Restaurant Brands International, the owner of Burger King and the Tim Hortons coffee and doughnut chain, reported a better-than-expected quarterly profit as menu items such as Burger King’s new flavors of chicken fries boosted sales.
Comparable sales—sales at established stores —at Tim Hortons rose 6.3% in the fourth quarter, excluding currency impact, helped by strong demand for products such as Nutella pockets and grilled wraps.
Burger King (qsr) comparable sales increased 3.9%, excluding currency impact, helped by new flavors of chicken fries, a new “2 for $5” offer and a pitch-black burger that the company launched for Halloween.
Analysts had estimated comparable sales growth of 3.9% for Tim Hortons and 3.8% for Burger King, according to Consensus Metrix.
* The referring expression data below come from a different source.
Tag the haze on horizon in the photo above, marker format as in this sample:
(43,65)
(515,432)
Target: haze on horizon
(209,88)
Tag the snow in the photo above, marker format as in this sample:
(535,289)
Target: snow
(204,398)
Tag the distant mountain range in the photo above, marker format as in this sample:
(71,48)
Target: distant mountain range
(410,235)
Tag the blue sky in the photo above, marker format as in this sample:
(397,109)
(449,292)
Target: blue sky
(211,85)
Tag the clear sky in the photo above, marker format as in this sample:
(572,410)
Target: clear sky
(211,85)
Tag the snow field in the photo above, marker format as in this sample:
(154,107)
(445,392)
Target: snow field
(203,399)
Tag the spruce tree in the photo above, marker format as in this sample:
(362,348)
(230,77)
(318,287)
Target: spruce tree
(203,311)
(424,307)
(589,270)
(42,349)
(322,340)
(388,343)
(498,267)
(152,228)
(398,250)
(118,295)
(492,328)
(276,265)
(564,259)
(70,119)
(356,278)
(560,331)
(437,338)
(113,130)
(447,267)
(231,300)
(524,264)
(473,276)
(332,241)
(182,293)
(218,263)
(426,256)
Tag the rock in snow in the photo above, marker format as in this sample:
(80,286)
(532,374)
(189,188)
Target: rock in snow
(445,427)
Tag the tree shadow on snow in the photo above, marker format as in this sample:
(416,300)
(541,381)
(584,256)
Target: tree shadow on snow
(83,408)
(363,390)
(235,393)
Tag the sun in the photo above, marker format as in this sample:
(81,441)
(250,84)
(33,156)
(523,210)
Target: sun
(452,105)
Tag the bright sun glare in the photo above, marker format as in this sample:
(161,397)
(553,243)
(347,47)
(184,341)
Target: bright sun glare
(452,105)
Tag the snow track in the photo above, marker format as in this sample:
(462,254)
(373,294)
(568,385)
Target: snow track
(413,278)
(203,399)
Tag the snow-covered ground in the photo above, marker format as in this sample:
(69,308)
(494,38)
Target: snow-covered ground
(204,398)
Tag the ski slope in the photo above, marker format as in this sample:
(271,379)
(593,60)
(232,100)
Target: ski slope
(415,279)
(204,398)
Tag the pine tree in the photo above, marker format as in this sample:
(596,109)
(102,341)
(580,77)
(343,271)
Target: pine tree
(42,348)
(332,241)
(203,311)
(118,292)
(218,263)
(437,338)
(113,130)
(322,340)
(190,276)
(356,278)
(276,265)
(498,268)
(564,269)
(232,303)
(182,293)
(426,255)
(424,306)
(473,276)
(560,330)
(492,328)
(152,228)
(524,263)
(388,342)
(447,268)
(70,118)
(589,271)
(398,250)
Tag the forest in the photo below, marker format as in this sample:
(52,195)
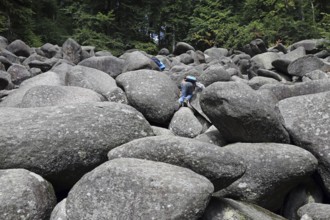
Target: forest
(119,25)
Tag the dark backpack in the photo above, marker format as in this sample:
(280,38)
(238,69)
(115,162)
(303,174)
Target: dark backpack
(159,63)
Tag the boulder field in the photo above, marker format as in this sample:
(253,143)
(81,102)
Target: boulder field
(85,135)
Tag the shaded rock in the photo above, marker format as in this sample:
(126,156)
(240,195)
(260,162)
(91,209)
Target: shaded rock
(269,73)
(304,65)
(19,48)
(155,190)
(185,124)
(9,56)
(51,50)
(3,42)
(93,79)
(294,54)
(323,54)
(18,73)
(272,171)
(103,53)
(305,193)
(152,93)
(242,114)
(281,65)
(216,164)
(221,208)
(137,60)
(59,212)
(315,75)
(307,120)
(310,45)
(158,131)
(108,64)
(258,81)
(71,51)
(14,99)
(212,136)
(282,91)
(5,79)
(164,51)
(182,47)
(265,60)
(43,65)
(213,74)
(216,53)
(62,143)
(314,211)
(44,95)
(25,195)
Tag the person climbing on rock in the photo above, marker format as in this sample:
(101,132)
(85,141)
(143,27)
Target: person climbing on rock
(188,86)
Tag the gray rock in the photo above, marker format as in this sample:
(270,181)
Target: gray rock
(310,45)
(93,79)
(282,91)
(158,131)
(164,51)
(18,73)
(15,98)
(272,171)
(152,93)
(228,209)
(51,50)
(215,163)
(9,56)
(270,74)
(315,75)
(25,195)
(315,211)
(62,143)
(44,95)
(216,53)
(281,65)
(305,193)
(59,212)
(5,79)
(71,51)
(138,189)
(258,81)
(242,114)
(137,60)
(182,47)
(307,120)
(214,73)
(3,42)
(108,64)
(294,54)
(265,60)
(103,53)
(304,65)
(212,136)
(186,58)
(185,124)
(19,48)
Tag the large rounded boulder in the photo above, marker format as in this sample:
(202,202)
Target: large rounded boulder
(217,164)
(152,93)
(61,143)
(272,171)
(129,188)
(242,114)
(41,96)
(307,119)
(25,195)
Restaurant Brands competes with burger chains such as McDonald’s (mcd) and Wendy’s (wen), who have also been adding new items to lure customers back. McDonald’s has a new all-day breakfast offer, while Wendy’s latest promotions include a “4 for $4 meal.”
Net profit attributable to Restaurant Brands’ shareholders was $51.7 million, or 25 cents per share, in the quarter ended Dec. 31, compared with a loss of $510.8 million, or $2.50 per share, a year earlier. The year-ago quarter was hurt by merger costs.
On a proforma basis, accounting for the merger of Burger King and Tim Hortons that closed in December 2014, net loss attributable to shareholders was $3.1 million, or 2 cents per share, last year.
Excluding items, Restaurant Brands posted a profit of 35 cents per share, beating the average analyst estimate of 29 cents, according to Thomson Reuters I/B/E/S.
In the latest fourth quarter, revenue more than doubled to $1.06 billion, but fell slightly on a pro-forma basis.